OK, so going down the list, number one. Definitely. There are no race organizers, no one can necessarily ban Gary Johnson from racing, but that wasn’t quite what I was aiming at. I definitely failed as a writer on that one, that one I take full responsibility for. This was not me saying with my full authority, that I, and I alone should ban Gary Johnson (or anyone with that kind of authority). More so, my argument was that it would behoove the bikepacking community as a whole to come together and tell the Libertarian candidate to stay at home because we do not invite him based on his desire to privatize our public land we recreate on.
“BUT WE SHOULDN’T HAVE A LITMUS POLITICAL TEST TO LINEUP TO RACE”
Absolutely not, but why would we embrace someone who has so coldly stated that they want to destroy our sport? That they want to limit access which limits where we ride and closes out our sport turning our once thriving public land into private land. Think of anyone who has ridden from Argentina to Prudoe Bay only to find Chevron won’t let you touch the water. Now let’s imagine that you now reached Pinedale, WY and all there was was a gate and a highway you now have to ride to the border. Everyone already complains about Gary Johnson’s home state of New Mexico and it’s irritating endless highways.Why are we trying to close ourselves out?
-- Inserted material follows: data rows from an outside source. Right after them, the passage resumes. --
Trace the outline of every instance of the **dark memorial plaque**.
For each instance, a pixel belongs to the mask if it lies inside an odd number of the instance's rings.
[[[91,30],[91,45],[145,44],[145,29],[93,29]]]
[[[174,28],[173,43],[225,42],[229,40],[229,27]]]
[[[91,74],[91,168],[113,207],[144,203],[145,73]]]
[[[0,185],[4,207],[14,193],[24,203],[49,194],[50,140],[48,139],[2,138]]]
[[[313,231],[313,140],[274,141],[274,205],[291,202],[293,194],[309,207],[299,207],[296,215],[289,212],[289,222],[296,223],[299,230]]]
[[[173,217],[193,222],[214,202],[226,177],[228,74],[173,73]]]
Yes, there are definitely some bikepackers who I disagree with politically, but none are running a presidential candidacy whose entire end goal is to close off access to public land. This is not a reach. This is pretty straightforward reasoning on why Gary Johnson is a symbol of the privatization of the West and how we need to boycott him to send a message that we will not allow our public lands to be wrested from us.
2) “Maybe we should let him do it so he can see the beauty of public land and change course.”
Yes! I would love Gary Johnson to hit Wyoming, shed a tear like a racist Native American caricature in an anti-pollution commercial and say “I shall aim to destroy the West, No More Forever”. But let’s get real. This is not GJ’s first rodeo. He’s competed in triathalons and is already an avid mountain biker and road cyclist (sure he probably is more so one of those annoying fitness type racers, the kind that tells you more about their power meter than anywhere cool they ever went, but I digress). The point of the matter is that he has already been in contact with active outdoor scenes and none of these people have influenced his overtly private property politics at all. This rhetoric feels very pie in the sky and I don’t necessarily buy it.
And of course my favorite. The elections over, let’s forget politics. No. Sorry, but you can’t decide when to turn politics on and off. You can choose to ignore it, but you cannot tell people when to. This is about access and advocacy. This is about closing off our public lands. If a developer were in your hometown saying they want to tear down your local trail network you would be active, you would be telling them to leave your community. You would be protecting what’s rightfully yours, something you cherish, something you fight for. That’s what we should be doing here. This is not some “I don’t like his politics so I don’t want to hear him”. No. This is “his politics are a direct attack on our sport and I want him to hear US“. Those saying that this is divisive nonsense are not seeing the real dangerous divisiveness; turning our public trails into private property. So, no, Gary Johnson, unless he makes a radical shift in his politics, he is a hypocrite on the trail and we do NOT need to invite him. We can tell him to stay home, and we should.